My solution is below - no peeking ahead of time!
sns.scatterplot(x='# Gears', y="CombMPG", data=df)
<AxesSubplot:xlabel='# Gears', ylabel='CombMPG'>
A scatterplot arranges itself into columns when you have ordinal data like the number of gears, but it tells us that there's a pretty wide range of MPG values for each type of gear box, although if you look at where the data points are clustered, you can sort of see a downward trend in MPG as the number of gears increases. But it's subtle.
We also see that there's such a thing as a single gear car. These are "continuously variable transmission" cars, and we can see they typically have high MPG ratings and are therefore quite efficient.
sns.lmplot(x='# Gears', y="CombMPG", data=df)
<seaborn.axisgrid.FacetGrid at 0x1c60426aca0>
The "lmplot" gives us a linear regression of our data overlaid on the graph, and this makes the overall trend of lower MPG's with more gears apparent. More gears isn't better when it comes to efficiency, it seems. We also see the error bars on that regression line, which tells us this trend is probably real and not just the result of randomness in the samples.

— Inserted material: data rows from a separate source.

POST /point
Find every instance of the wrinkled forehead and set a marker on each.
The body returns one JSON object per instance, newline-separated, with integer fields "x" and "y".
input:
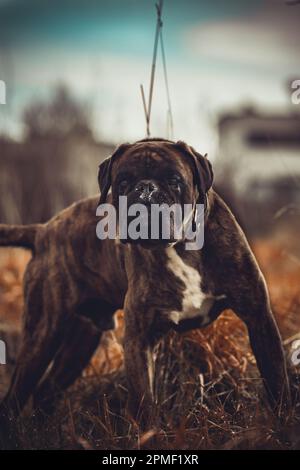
{"x": 154, "y": 159}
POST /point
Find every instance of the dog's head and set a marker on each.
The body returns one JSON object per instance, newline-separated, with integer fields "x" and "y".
{"x": 155, "y": 172}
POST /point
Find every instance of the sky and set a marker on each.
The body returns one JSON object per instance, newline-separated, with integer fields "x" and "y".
{"x": 221, "y": 55}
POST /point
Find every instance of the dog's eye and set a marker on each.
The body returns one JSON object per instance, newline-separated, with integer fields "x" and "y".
{"x": 174, "y": 182}
{"x": 123, "y": 184}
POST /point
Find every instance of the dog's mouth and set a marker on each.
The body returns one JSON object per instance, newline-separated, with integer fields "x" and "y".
{"x": 150, "y": 225}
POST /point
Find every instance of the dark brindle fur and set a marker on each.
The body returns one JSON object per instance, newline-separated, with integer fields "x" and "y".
{"x": 75, "y": 282}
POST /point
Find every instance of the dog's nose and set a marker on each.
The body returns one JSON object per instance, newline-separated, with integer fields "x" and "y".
{"x": 146, "y": 187}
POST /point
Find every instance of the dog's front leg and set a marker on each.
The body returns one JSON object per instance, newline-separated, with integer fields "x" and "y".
{"x": 139, "y": 366}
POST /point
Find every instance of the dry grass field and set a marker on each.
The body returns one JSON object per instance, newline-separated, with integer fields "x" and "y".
{"x": 208, "y": 390}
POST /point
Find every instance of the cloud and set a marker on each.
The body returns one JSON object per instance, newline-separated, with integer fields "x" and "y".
{"x": 266, "y": 40}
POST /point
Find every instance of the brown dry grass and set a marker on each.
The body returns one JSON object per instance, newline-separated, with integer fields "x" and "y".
{"x": 208, "y": 390}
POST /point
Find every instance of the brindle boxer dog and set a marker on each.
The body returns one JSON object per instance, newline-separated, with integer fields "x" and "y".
{"x": 74, "y": 282}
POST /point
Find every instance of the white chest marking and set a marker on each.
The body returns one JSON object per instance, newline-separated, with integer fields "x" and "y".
{"x": 195, "y": 303}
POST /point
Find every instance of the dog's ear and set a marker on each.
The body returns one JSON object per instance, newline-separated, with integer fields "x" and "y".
{"x": 104, "y": 173}
{"x": 202, "y": 167}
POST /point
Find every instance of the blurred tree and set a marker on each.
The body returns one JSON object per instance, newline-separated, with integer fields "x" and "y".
{"x": 62, "y": 116}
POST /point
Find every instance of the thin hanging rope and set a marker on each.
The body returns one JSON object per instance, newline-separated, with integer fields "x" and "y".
{"x": 147, "y": 109}
{"x": 170, "y": 127}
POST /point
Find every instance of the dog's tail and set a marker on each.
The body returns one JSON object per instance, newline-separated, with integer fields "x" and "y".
{"x": 19, "y": 235}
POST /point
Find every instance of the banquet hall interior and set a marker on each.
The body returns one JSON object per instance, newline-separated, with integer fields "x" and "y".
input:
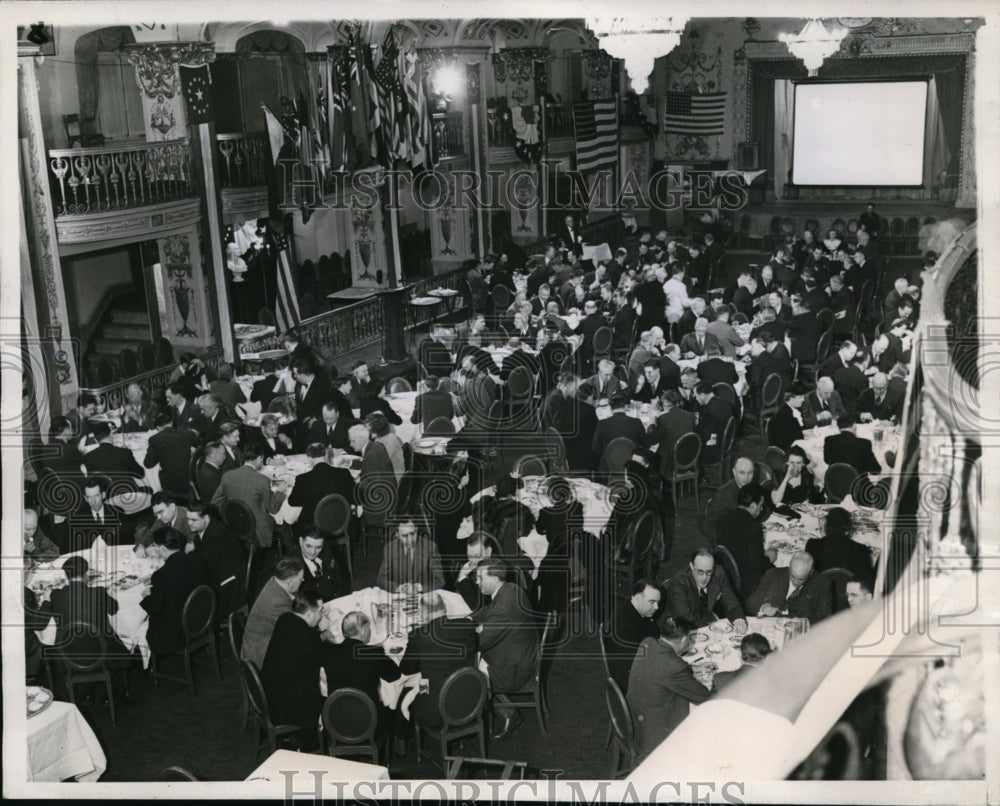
{"x": 471, "y": 398}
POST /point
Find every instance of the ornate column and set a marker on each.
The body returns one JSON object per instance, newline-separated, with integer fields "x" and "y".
{"x": 49, "y": 300}
{"x": 156, "y": 73}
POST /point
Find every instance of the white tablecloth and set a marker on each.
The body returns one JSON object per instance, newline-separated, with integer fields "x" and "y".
{"x": 789, "y": 536}
{"x": 812, "y": 444}
{"x": 62, "y": 745}
{"x": 281, "y": 763}
{"x": 117, "y": 567}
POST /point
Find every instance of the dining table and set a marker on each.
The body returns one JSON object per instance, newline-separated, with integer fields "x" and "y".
{"x": 124, "y": 571}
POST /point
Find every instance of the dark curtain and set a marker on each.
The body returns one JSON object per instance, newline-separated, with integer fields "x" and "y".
{"x": 87, "y": 48}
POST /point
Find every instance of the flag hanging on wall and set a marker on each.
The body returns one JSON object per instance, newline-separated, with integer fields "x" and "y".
{"x": 195, "y": 82}
{"x": 696, "y": 114}
{"x": 596, "y": 124}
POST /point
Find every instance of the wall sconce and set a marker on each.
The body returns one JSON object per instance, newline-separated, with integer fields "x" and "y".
{"x": 639, "y": 44}
{"x": 813, "y": 44}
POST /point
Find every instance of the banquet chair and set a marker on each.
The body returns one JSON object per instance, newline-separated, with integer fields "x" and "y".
{"x": 687, "y": 455}
{"x": 461, "y": 703}
{"x": 349, "y": 721}
{"x": 267, "y": 732}
{"x": 83, "y": 654}
{"x": 622, "y": 729}
{"x": 198, "y": 623}
{"x": 333, "y": 517}
{"x": 532, "y": 696}
{"x": 838, "y": 481}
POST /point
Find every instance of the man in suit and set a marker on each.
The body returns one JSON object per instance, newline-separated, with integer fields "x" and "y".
{"x": 740, "y": 531}
{"x": 823, "y": 405}
{"x": 695, "y": 344}
{"x": 701, "y": 594}
{"x": 669, "y": 427}
{"x": 848, "y": 448}
{"x": 662, "y": 686}
{"x": 631, "y": 623}
{"x": 619, "y": 424}
{"x": 249, "y": 486}
{"x": 290, "y": 674}
{"x": 315, "y": 484}
{"x": 508, "y": 640}
{"x": 411, "y": 563}
{"x": 323, "y": 572}
{"x": 432, "y": 404}
{"x": 796, "y": 591}
{"x": 171, "y": 448}
{"x": 274, "y": 599}
{"x": 224, "y": 556}
{"x": 377, "y": 481}
{"x": 97, "y": 518}
{"x": 879, "y": 402}
{"x": 785, "y": 426}
{"x": 168, "y": 591}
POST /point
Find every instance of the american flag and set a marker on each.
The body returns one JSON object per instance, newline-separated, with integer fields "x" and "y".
{"x": 596, "y": 134}
{"x": 695, "y": 114}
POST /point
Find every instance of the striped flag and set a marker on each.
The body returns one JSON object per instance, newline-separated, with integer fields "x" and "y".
{"x": 695, "y": 114}
{"x": 286, "y": 302}
{"x": 596, "y": 125}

sns.jointplot(x='# Gears', y="CombMPG", data=df)
<seaborn.axisgrid.JointGrid at 0x1c602a33370>
The jointplot gives us histograms on each axis, which provides some interesting insights. The most common gear configuration seems to be 8, with 6 closely behind. And MPG ratings seem to roughly follow a bell curve centered at around 22 or so.

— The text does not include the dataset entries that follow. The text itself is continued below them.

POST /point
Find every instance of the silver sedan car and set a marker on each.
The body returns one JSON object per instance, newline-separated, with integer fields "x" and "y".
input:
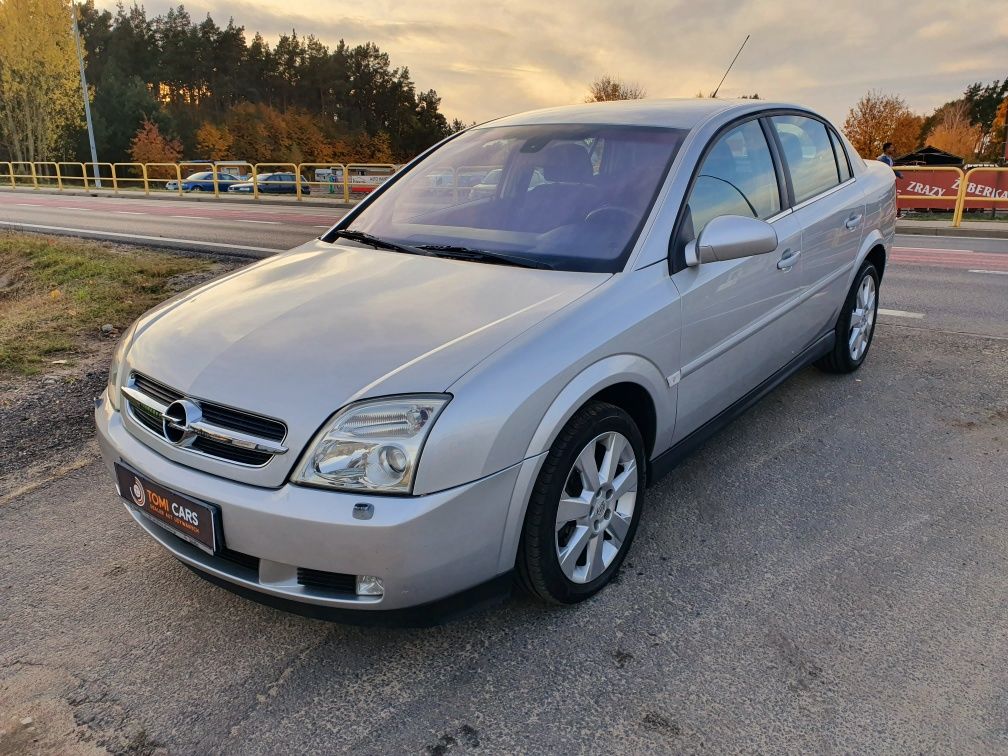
{"x": 446, "y": 393}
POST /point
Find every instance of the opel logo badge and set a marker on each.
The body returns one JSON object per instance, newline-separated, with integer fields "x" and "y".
{"x": 177, "y": 422}
{"x": 138, "y": 493}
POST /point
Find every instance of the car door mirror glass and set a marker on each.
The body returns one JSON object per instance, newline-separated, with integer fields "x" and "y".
{"x": 731, "y": 237}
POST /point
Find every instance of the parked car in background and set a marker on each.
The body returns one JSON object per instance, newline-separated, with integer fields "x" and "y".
{"x": 443, "y": 393}
{"x": 204, "y": 181}
{"x": 273, "y": 183}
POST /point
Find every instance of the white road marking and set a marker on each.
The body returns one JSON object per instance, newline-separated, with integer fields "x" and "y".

sns.boxplot(x='# Gears', y="CombMPG", data=df)
<AxesSubplot:xlabel='# Gears', ylabel='CombMPG'>
The box plot shows us that the range of MPG values we see on each gearbox type aren't as crazily distributed as it seemed at first glance; many of the extreme values are in fact outliers that are best discarded when analyzing the trends. This makes the real relationships easier to see; those continuously variable transmissions with a single gear are really quite good at fuel efficiency (higher MPG's are more efficient). Between 5 and 8 things are roughly the same, but from 8-10 things decline markedly.

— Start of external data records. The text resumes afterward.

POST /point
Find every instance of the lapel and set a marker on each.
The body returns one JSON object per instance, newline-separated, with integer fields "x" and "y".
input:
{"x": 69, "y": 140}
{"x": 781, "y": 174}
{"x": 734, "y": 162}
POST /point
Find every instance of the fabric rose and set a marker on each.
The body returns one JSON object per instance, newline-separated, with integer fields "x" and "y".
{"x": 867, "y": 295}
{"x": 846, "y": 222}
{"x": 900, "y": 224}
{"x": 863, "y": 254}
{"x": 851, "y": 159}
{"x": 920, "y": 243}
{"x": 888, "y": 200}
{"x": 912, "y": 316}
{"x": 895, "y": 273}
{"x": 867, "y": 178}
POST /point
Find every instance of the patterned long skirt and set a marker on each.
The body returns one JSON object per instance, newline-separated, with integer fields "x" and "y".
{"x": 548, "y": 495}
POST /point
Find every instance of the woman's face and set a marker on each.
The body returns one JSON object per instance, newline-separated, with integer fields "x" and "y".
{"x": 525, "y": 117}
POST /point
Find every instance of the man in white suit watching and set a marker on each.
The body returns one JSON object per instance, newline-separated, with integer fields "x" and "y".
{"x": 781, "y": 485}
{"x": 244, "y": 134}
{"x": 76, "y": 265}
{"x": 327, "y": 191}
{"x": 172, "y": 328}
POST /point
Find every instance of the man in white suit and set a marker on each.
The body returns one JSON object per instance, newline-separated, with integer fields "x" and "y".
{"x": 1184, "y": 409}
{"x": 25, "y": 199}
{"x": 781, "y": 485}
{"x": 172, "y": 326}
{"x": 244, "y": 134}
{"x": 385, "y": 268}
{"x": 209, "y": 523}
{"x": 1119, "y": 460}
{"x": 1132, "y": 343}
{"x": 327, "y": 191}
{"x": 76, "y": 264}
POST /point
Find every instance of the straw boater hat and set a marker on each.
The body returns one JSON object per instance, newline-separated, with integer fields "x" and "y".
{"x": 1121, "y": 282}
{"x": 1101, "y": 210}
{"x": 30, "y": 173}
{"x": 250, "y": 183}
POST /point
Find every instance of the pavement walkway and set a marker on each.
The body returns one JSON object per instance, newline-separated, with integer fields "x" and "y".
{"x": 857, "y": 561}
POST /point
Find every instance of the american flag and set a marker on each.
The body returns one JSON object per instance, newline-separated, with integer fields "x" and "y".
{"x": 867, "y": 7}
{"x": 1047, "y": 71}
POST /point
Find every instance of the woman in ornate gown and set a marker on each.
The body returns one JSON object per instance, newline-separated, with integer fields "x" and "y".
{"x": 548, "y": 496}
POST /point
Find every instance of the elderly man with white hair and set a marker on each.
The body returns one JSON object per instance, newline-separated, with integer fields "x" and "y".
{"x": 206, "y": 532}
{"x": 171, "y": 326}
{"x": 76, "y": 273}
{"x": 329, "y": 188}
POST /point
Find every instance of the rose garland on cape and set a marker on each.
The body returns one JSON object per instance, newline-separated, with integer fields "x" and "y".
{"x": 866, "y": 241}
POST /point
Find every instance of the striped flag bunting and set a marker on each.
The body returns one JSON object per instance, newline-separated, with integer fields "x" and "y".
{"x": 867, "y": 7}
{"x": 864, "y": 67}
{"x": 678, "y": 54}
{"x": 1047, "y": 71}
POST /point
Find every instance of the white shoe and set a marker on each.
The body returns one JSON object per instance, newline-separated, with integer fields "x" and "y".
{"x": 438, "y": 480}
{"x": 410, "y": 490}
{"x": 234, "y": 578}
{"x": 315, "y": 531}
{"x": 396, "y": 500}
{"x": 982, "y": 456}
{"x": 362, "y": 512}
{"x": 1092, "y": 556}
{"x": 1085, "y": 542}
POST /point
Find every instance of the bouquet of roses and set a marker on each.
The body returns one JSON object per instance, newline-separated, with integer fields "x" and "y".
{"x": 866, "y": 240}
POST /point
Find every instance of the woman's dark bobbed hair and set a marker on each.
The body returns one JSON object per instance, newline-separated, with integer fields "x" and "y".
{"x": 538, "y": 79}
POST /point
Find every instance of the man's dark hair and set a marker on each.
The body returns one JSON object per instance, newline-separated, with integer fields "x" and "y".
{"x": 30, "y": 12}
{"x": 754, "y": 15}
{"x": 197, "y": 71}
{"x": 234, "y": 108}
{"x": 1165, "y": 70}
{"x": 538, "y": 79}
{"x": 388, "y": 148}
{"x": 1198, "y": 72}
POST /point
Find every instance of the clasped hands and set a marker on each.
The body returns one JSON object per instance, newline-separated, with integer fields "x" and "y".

sns.swarmplot(x='# Gears', y="CombMPG", data=df)
c:\users\anura\appdata\local\programs\python\python39\lib\site-packages\seaborn\categorical.py:1296: UserWarning: 14.3% of the points cannot be placed; you may want to decrease the size of the markers or use stripplot. warnings.warn(msg, UserWarning)
<AxesSubplot:xlabel='# Gears', ylabel='CombMPG'>
The swarm plot makes it even more apparent that those high MPG outliers are in fact outliers on the 6-gear vehicles; the vast majority of 6-gear vehcles have less than 32 MPG. And the overall trend is perhaps easiest to visualize and understand in this representation.
So, our final verdict: more gears result in worse fuel efficiency. Which strikes me as a little counter-intuitive! But, this is real data from the US Department of Energy for 2019 model year cars, and that's a real conclusion we've drawn, thanks to Seaborn!